The isolated life left Phillip an illiterate innocent by the time he reached adulthood.
"This is a beautiful story about kids without parents who manage to survive on the street," said director Ginny Quinley. "Then they finally find some kind of love from a Chicago gangster who they kidnap. The relationships are beautiful and real."
The brothers' lives change suddenly when Treat kidnaps the mobster, hoping to haul in a handsome ransom.
The mobster Harold, played by Jim Wutzke, turns the tables by gaining the upper hand and taking on the role of teacher, healer and surrogate parent to the lost brothers.
"Although this is a drama, it has some very funny lines in it," Quinley said. "I like shows with both elements because it reflects life more realistically."

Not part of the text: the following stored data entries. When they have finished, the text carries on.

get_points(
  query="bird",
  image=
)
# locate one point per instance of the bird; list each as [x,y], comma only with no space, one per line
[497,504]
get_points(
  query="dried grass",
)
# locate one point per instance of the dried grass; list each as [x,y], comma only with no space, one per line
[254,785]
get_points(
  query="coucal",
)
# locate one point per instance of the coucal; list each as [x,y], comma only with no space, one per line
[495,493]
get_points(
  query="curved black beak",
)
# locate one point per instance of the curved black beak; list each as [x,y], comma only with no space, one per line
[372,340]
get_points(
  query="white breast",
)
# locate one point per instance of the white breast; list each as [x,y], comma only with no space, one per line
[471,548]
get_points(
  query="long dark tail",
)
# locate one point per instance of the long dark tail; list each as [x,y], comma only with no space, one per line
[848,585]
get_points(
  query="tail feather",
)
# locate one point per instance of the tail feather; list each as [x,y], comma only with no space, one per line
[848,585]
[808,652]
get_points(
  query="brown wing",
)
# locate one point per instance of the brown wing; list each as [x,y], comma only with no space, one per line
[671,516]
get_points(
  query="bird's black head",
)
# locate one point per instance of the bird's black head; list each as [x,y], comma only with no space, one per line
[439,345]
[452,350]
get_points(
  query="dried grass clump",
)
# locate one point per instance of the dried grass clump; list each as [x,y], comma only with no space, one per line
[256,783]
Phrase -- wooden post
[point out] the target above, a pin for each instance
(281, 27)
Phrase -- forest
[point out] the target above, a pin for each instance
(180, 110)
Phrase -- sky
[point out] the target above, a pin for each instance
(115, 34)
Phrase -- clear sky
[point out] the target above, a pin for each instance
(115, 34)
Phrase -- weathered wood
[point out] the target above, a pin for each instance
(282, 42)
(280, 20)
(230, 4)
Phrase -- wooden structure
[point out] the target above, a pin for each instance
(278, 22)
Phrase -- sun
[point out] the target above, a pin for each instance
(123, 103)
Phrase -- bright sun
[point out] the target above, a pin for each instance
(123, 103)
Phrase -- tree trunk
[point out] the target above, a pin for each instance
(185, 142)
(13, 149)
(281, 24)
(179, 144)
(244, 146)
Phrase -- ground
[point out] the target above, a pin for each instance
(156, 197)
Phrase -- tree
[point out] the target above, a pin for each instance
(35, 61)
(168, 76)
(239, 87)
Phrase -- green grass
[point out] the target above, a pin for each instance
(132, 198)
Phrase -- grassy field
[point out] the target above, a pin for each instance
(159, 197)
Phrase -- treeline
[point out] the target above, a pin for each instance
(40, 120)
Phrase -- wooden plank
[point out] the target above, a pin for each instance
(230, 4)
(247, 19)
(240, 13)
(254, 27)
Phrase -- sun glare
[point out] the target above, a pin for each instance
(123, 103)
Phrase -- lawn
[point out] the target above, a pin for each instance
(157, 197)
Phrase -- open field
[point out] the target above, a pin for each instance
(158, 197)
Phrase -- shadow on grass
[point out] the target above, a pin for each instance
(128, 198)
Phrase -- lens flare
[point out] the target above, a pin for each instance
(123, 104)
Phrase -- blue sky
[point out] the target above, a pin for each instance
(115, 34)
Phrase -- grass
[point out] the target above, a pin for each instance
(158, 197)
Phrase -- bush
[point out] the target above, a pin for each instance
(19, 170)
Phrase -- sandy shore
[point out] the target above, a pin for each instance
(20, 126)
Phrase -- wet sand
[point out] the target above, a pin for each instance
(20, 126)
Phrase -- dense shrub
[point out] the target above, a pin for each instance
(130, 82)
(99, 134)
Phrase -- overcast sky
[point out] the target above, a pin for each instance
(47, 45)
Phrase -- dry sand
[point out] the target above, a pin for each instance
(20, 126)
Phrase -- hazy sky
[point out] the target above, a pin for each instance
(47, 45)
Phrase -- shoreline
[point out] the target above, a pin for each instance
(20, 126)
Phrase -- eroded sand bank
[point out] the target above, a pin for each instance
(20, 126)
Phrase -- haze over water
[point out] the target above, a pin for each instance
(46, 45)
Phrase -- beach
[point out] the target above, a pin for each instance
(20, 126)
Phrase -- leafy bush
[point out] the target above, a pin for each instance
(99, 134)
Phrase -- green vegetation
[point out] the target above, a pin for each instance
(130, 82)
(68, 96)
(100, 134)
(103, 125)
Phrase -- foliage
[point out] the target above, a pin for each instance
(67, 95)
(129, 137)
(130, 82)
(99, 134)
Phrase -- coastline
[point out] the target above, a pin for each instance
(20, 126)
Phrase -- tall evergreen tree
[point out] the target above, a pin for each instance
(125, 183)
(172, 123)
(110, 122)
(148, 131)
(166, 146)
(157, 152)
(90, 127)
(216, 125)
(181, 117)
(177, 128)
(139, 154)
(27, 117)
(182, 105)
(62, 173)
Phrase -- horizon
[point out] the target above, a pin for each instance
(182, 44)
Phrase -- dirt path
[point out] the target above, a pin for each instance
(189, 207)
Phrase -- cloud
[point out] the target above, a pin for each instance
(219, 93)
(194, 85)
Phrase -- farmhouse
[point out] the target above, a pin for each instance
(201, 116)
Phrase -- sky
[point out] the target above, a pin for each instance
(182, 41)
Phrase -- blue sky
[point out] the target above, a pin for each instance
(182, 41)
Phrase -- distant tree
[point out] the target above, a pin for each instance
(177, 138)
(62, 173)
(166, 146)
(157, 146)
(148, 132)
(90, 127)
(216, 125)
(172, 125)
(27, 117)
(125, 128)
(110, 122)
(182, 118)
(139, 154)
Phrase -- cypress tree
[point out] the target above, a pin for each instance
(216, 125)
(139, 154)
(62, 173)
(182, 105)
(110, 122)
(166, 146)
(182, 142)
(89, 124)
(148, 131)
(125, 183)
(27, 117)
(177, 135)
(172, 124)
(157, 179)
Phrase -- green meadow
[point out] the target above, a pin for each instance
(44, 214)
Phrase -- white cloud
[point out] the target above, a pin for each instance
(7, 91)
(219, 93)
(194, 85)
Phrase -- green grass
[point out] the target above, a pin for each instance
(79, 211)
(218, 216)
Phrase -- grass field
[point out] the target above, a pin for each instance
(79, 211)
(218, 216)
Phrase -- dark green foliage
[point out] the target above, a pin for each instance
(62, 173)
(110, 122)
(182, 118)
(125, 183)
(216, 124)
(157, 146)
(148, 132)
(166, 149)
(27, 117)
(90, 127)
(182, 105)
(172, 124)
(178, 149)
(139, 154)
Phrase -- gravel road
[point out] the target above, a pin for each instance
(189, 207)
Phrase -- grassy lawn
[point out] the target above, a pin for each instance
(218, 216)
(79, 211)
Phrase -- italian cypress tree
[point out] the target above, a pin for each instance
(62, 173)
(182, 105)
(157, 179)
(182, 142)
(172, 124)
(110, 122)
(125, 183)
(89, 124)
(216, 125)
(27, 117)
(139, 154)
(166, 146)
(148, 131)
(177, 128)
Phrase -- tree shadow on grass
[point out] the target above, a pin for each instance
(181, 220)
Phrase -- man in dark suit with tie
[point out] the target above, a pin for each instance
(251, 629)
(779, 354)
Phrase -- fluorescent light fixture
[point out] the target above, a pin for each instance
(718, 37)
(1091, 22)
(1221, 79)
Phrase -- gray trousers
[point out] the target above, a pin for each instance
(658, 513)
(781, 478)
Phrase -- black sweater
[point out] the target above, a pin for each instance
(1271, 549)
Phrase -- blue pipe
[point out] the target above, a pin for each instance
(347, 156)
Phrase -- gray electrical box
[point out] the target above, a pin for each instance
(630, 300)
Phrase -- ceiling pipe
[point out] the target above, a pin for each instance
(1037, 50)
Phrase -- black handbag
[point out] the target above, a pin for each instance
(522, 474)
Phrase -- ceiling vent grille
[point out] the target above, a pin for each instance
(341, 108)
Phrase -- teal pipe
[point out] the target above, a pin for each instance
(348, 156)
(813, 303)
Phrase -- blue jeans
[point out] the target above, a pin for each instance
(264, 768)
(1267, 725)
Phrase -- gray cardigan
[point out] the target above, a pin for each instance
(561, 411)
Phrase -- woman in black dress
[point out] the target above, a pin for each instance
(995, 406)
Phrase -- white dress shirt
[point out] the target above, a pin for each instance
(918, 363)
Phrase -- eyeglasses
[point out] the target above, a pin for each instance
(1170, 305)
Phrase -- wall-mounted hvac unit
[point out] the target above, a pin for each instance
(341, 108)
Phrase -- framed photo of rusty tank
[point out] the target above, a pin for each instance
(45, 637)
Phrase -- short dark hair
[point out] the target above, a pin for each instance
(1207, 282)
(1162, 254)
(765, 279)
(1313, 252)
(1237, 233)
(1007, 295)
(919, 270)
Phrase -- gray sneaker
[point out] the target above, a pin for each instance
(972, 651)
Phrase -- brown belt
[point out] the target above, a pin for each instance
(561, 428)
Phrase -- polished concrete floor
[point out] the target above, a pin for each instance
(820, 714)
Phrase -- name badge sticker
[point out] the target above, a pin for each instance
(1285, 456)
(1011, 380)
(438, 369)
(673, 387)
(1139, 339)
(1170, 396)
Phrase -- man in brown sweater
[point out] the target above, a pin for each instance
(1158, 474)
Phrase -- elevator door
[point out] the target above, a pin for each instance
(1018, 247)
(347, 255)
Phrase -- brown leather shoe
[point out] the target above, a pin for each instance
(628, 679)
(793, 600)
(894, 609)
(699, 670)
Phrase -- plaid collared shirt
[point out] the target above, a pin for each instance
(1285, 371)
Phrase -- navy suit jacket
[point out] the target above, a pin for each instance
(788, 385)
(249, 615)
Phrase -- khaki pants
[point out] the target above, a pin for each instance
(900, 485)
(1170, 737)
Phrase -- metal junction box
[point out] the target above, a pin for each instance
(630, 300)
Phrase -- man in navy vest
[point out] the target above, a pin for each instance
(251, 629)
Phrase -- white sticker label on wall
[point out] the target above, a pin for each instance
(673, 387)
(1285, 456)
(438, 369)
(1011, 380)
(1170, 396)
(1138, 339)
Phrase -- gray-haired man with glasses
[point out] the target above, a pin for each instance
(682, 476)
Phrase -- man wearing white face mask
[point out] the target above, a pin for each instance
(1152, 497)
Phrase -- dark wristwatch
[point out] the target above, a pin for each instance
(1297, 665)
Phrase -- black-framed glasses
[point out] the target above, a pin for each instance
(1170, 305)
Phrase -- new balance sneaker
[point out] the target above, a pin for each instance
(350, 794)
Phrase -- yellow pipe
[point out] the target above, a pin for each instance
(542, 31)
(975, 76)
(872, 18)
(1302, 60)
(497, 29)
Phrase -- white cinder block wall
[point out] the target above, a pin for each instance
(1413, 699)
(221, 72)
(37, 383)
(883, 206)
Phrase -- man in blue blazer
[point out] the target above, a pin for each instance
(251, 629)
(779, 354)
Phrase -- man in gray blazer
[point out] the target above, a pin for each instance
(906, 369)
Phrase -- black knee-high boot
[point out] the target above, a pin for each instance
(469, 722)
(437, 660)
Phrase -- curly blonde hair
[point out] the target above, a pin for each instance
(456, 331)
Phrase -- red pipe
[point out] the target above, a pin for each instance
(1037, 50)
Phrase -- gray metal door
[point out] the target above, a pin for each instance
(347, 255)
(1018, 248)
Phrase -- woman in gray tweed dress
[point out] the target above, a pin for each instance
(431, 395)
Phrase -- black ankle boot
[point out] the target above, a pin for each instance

Veteran film actor John Mahoney got his start in the movie business after performing in the stage production of Orphans for the Steppenwolf Theatre Company in Chicago in the 1970s, Quinley said.
She quotes Mahoney as saying, "Orphans has affected people more than any other play I've ever done. I still get mail from it and people stopping me on the street 20 years later."
Cooper and Jim Wutzke are a father/son team who are making their first attempt at portraying lead characters together in a play.
"My father and I are having a great time and love the show," Cooper said. "But when rehearsal time comes around, we aren't father and son anymore. We are Phillip and Harold."
Jim Wutzke, a veteran Tri-City actor, said working with his son has been a treat.
"It has been a pleasure watching Cooper work the stage," Jim said. "This is his first real big part, and he's doing very well. Orphans is a well-written story that I have wanted to do for a long time."
This year marks the 30th anniversary of the original production of Orphans, which was one of the reasons Quinley decided on the play, she said.
"I am so moved by how well the cast is doing that I've decided to enter it as a participating show in the Kennedy Center American College Theatre Festival," Quinley said. "We haven't entered any shows in this for a long time, and this one is powerful enough to enter."
Showtime is 7:30 p.m. March 6-8 with a 2 p.m. matinee March 9. The play is rated R for adult language and situations.
Tickets cost $10 for adults and $8 for students and seniors. Tickets are available at Adventures Underground in Richland, J.D.'s Time Center in Kennewick and the CBC Bookstore in Pasco.